A bevy of high-powered institutions including Brookings, the Robert Wood Johnson Foundation, the American Enterprise Institute and Carnegie Mellon issue a report based on a meeting regarding competition in health care.   (Competition Report)   The paper’s authors catalog the ample research regarding health market consolidation and dysfunction and make recommendations for a new competition policy in health care.  Our spending problem is largely related to high and increasing unit prices.  Reducing these prices therefore is critical to limiting further spending growth.  The paper’s recommendations include:

  1.  Reforming Medicare payment policies the encourage consolidation by, for example, having site-neutral reimbursement.
  2. Eliminate administrative burdens that encourage consolidation.
  3. Support risk contracts for smaller provider organizations.
  4. Simplify quality reporting and ensure wide public dissemination.

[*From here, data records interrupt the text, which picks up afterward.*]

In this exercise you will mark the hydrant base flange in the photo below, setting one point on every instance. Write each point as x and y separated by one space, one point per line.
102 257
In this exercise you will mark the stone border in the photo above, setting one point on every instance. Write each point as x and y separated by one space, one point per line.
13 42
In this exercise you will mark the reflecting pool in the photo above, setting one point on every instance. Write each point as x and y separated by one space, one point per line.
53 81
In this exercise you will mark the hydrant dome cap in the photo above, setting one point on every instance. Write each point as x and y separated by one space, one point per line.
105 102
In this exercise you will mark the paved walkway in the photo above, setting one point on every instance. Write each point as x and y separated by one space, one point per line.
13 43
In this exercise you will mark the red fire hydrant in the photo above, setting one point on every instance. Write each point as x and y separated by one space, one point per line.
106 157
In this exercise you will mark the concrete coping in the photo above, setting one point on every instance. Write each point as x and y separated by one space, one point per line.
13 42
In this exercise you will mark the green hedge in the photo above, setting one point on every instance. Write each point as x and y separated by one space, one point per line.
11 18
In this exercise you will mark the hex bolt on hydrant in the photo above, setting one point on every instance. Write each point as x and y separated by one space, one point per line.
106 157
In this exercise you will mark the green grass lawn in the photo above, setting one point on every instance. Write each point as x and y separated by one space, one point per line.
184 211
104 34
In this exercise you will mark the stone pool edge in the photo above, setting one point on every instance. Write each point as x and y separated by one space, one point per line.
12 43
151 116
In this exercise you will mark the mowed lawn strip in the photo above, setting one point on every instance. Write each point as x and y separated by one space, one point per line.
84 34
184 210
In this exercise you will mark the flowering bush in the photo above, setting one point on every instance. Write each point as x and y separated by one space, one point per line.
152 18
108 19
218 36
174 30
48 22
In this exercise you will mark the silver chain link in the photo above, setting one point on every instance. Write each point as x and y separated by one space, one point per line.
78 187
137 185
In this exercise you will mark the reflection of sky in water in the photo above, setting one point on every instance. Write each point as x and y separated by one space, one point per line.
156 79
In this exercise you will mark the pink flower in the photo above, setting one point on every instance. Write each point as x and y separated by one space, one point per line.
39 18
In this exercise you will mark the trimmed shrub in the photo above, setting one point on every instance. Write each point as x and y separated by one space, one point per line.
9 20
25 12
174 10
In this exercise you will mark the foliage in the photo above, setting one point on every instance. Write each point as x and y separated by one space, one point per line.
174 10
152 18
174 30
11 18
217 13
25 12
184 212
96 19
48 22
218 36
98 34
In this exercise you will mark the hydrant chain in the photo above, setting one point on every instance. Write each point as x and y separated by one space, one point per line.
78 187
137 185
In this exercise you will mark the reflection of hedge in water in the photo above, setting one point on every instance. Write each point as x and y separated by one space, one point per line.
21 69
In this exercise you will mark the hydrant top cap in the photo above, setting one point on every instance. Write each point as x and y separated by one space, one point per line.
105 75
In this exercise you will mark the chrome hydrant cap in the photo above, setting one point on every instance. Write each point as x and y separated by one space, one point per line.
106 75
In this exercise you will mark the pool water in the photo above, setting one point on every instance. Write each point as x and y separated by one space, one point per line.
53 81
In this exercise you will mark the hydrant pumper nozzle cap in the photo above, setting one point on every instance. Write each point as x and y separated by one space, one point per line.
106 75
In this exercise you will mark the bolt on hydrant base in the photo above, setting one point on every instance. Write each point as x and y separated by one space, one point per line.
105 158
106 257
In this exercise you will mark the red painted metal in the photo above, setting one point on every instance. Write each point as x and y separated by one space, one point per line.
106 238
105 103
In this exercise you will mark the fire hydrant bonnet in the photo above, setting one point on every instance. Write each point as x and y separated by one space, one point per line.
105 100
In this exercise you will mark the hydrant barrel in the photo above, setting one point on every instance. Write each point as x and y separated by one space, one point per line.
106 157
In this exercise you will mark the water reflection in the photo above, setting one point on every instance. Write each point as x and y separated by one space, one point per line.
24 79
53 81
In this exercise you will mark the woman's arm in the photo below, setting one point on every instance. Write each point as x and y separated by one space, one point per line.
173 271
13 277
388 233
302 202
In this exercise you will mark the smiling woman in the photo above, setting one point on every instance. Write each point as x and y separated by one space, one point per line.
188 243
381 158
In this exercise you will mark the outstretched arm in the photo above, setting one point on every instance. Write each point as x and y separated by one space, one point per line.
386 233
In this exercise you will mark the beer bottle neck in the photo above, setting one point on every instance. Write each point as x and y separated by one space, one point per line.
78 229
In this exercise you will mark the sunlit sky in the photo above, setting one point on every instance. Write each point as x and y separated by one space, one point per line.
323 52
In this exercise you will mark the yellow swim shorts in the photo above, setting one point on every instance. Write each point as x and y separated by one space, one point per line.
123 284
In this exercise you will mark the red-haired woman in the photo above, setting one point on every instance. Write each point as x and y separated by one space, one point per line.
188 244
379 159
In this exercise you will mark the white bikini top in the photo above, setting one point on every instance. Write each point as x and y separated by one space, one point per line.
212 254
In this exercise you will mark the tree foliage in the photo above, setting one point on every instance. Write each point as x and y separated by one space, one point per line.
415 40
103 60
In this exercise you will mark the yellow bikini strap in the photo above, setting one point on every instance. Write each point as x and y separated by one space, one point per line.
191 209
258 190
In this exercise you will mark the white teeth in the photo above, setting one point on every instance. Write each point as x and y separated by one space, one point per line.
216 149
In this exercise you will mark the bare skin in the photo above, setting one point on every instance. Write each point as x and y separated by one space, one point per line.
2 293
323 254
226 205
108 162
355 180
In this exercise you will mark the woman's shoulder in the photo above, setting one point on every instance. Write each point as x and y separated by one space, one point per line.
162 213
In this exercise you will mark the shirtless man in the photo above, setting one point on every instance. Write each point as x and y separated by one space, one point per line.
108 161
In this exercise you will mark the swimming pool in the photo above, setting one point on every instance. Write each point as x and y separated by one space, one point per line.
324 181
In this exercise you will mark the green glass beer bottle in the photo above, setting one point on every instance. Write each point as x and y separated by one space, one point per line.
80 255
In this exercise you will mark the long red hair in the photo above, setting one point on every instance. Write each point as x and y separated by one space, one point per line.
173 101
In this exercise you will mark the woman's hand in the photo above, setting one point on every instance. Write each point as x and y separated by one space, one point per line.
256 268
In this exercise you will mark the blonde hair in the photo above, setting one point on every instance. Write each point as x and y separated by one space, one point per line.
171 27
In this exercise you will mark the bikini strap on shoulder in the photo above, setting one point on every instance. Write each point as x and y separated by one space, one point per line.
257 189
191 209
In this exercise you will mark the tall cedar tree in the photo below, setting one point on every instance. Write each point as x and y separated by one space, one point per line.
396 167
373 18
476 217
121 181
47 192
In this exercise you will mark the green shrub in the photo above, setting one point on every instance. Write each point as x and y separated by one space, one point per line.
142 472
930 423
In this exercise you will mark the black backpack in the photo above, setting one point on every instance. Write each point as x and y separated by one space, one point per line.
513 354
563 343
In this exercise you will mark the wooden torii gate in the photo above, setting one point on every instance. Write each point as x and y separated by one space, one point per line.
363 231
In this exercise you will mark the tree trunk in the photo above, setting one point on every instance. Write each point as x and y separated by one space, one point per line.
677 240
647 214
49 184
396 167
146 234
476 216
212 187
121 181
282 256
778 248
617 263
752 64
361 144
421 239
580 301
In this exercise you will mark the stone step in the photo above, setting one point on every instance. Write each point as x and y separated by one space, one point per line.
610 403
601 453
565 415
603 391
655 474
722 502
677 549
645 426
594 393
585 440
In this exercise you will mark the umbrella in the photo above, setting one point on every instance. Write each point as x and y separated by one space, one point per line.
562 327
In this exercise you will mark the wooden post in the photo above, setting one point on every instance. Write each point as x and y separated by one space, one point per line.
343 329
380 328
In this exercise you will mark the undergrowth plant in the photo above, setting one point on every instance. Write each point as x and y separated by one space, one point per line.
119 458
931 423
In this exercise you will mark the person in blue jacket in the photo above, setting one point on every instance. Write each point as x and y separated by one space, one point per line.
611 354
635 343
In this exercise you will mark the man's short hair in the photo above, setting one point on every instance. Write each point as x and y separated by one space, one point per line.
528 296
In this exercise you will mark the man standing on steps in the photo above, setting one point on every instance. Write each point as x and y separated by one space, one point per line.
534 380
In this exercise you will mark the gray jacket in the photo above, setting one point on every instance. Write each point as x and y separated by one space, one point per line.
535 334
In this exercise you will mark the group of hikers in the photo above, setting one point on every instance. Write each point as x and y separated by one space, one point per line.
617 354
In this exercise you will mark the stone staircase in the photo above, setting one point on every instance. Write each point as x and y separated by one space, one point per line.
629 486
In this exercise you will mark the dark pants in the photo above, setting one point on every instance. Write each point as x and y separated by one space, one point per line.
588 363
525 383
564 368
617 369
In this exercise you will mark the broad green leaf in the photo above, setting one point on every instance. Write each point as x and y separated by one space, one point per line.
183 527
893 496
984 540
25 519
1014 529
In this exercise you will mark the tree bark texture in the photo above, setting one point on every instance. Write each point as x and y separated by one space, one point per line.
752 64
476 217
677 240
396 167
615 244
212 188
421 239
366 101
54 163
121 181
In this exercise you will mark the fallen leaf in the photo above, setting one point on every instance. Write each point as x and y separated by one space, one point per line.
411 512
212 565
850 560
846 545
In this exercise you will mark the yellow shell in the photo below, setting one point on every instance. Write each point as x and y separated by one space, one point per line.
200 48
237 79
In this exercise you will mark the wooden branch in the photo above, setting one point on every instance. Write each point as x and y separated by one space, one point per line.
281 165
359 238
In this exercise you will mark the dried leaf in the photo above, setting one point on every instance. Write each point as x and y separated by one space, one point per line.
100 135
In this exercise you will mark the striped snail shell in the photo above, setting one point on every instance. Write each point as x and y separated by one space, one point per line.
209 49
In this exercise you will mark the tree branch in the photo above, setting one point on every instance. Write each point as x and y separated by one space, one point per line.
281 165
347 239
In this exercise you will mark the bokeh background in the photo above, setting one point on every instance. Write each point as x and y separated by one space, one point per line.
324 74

  5. Ensure that consumers get accurate out-of-pocket information at the time of service so they can shop for lower-cost providers.
  6. Provide better and more comprehensive data collection and analysis on clinician’s quality and cost performance, so that payers can use this for network and contracting decisions.
  7. Remove barriers to entry such as cross-state licensing restrictions, any willing provider laws, certificate of need laws, scope of practice restrictions and non-compete, exclusivity or most-favored nations clauses.
  8. Enhance scrutiny of horizontal and vertical mergers.

All very nice and probably helpful, but I keep coming back to the need to undo decades of far too loose antitrust enforcement.  Break up the large provider systems.  That would the single best thing we could do.